The code is forked from Alessio Nittoli's github repo to scrape the people also ask box from google search. For details of the scraper, please refer to his blogs post. The original github repo is here

Changes we made

We modify the original scraper, which scraped the questions from the box. We extend the scraper to also extract the url of the website that provides a potential answer to it. The output is also saved in a easy-to-read json file.

Install Dependencies

Please have python 3.6+ installed and run the following command

pip install -r requirements.txt

In order to run the code, you will also need to have a chrome browser and corresponding webdriver. Check the version of your chrome browser and download the corresponding driver from this page.
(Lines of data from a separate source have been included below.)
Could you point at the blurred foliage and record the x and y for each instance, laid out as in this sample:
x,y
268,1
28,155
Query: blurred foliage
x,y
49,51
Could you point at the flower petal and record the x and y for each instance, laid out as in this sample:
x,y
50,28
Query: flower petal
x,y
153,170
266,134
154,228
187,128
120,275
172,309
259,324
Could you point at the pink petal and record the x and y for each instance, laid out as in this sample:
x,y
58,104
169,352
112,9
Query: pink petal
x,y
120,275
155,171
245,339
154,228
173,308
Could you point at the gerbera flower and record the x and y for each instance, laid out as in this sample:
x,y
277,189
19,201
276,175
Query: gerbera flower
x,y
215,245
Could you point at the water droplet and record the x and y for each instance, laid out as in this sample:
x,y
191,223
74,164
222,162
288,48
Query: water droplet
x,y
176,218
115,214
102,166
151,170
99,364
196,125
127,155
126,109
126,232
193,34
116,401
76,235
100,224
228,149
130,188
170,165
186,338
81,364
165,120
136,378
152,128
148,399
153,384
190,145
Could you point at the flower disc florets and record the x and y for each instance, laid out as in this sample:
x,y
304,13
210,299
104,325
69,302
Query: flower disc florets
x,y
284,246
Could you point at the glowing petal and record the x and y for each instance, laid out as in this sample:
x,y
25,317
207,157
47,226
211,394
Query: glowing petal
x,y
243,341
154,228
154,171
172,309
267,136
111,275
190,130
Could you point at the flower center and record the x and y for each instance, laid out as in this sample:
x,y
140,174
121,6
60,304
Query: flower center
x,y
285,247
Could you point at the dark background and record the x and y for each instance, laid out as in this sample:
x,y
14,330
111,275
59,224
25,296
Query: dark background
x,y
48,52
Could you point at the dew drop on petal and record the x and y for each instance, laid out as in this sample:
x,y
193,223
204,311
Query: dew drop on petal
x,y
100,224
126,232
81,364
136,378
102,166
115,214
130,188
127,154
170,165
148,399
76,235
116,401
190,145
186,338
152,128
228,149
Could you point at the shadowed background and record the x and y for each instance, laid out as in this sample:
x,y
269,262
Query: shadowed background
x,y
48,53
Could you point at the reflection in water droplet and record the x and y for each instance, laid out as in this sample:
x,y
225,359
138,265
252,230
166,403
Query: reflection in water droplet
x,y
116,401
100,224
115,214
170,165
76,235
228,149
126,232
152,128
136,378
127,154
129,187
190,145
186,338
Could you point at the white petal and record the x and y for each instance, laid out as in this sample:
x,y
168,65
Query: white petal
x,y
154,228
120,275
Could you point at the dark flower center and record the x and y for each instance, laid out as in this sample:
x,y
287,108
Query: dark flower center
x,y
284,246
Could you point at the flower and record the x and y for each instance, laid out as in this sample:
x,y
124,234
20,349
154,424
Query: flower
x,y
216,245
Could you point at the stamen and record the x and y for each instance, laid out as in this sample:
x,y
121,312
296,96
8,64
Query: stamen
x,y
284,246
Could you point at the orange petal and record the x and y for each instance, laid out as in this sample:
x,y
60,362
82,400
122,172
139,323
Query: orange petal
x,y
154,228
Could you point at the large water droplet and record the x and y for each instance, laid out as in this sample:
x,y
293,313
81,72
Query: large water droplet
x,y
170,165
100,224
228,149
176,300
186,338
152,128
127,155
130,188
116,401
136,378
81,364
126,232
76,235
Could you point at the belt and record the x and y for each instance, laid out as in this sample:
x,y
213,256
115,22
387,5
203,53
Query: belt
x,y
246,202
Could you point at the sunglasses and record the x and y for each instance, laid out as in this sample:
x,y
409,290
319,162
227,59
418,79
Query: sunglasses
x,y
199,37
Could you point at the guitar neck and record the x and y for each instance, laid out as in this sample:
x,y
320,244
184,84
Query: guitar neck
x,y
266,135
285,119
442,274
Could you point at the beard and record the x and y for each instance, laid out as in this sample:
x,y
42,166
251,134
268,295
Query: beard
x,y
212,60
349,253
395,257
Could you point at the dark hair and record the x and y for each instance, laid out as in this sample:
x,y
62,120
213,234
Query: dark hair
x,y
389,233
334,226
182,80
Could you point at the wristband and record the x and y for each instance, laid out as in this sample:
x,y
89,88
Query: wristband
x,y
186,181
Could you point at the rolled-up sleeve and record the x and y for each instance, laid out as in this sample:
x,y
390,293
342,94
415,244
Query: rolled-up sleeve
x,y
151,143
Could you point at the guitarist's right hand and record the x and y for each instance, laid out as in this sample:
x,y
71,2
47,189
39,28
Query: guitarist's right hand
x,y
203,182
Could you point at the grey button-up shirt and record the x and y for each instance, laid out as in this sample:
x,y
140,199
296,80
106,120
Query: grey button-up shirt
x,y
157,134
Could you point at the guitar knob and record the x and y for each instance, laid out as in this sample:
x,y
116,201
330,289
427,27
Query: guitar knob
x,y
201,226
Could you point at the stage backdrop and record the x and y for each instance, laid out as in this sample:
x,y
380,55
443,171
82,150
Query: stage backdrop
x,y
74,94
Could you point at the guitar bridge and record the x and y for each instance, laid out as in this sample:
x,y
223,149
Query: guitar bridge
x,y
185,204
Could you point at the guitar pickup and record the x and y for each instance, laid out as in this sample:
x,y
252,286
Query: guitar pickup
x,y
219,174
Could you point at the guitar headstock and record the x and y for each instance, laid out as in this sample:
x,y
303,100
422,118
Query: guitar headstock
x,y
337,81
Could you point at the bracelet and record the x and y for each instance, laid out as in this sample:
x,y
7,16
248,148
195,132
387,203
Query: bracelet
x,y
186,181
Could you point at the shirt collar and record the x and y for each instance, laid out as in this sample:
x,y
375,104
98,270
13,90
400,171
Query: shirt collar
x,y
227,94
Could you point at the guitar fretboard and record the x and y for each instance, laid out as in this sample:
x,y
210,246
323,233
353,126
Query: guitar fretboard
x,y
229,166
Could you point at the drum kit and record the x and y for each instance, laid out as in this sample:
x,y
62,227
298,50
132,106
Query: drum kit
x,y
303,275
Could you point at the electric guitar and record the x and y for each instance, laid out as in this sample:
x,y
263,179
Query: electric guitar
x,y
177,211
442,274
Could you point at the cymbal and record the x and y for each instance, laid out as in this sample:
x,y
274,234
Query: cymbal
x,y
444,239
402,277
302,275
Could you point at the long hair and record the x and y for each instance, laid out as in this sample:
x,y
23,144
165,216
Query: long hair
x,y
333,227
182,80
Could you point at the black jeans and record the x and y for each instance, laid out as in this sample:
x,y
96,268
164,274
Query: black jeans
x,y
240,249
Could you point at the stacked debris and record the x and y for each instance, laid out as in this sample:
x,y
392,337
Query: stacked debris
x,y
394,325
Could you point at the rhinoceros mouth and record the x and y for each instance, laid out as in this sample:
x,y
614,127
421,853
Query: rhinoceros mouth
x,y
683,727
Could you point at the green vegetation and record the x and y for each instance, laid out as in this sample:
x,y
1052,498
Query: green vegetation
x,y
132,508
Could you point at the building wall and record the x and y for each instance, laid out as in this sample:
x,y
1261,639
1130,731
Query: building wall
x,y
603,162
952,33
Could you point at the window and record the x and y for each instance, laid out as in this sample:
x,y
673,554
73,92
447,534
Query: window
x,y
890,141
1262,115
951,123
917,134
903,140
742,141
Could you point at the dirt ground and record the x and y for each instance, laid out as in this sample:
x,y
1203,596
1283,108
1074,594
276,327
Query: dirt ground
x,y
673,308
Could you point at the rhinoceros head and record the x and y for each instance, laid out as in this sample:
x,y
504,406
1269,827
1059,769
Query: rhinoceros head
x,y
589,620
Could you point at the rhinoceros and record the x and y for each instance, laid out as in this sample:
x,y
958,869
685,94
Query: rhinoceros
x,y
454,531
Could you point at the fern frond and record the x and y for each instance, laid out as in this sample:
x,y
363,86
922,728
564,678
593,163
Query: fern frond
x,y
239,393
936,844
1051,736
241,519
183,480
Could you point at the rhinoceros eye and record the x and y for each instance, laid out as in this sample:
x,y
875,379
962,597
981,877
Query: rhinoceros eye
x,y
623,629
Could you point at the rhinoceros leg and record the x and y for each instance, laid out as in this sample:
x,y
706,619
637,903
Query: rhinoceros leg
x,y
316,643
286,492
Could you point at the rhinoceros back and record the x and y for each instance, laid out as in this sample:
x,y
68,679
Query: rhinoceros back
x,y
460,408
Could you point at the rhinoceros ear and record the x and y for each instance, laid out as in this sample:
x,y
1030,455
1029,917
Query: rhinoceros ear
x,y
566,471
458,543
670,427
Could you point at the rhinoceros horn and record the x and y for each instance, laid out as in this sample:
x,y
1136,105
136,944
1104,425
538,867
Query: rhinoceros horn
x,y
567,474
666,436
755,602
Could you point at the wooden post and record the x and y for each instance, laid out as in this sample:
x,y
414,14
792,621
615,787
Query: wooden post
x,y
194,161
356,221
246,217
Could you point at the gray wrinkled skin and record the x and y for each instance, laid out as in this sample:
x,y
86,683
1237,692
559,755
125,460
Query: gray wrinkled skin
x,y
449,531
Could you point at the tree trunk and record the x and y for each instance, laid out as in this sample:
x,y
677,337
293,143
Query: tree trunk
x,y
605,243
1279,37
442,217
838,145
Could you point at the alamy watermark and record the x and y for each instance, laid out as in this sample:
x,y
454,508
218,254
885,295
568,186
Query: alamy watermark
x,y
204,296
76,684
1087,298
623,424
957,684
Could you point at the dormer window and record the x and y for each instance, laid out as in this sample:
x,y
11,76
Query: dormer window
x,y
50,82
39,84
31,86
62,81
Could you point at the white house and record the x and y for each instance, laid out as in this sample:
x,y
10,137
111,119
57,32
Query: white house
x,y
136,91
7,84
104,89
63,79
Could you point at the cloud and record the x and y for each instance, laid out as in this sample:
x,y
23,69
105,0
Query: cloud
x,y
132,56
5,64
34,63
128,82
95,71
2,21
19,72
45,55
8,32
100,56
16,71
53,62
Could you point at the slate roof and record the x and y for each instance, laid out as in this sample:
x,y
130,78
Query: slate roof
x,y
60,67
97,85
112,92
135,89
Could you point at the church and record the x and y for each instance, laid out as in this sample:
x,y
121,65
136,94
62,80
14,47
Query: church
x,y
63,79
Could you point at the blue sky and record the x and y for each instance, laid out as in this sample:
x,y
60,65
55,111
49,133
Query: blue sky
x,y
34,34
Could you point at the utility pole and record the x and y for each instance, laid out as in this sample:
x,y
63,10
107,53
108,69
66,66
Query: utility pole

Unzip the downloded zip file to driver/. (If your chrome browser version is 78 and you run the code on ubuntu system, you don't have to do this step as the right webdriver is already in the folder.)

How to Run the Code

You can create a list of the queries/entities you want to search for the "people also ask" questions in the search_queries.txt, in the following format:

sushi
sashimi
advengers
automatic mobile
...

Then you can run the following command to extract all the questions and the associated url with the following command

python ppa_generation.py --headless

The output will be saved as result/paa_output.json with the format:

"sushi": [
        {
            "question": "What is the most popular sushi?",
            "url": "https://www.bustle.com/p/the-most-popular-sushi-orders-on-doordash-include-a-lot-of-avocado-18011470"
        },
        {
            "question": "What day should you not eat sushi?",
            "url": "https://www.foodrepublic.com/2012/07/09/the-12-sushi-commandments/"
        },
        {
            "question": "What is best sushi for beginners?",
            "url": "https://rokaakor.com/new-to-sushi-a-simple-guide-to-eating-sushi-for-beginners/"
        },
        {
            "question": "What is the most popular type of sushi in Japan?",
            "url": "https://www.tsunagujapan.com/20-most-common-types-of-sushi-in-japan/"
        },

ToDo

  1. Scrape the answers that is summarized by Google from the url post
  2. Classify the questions into different types.
  3. Build simple mechanism to select interesting questions for chitchat.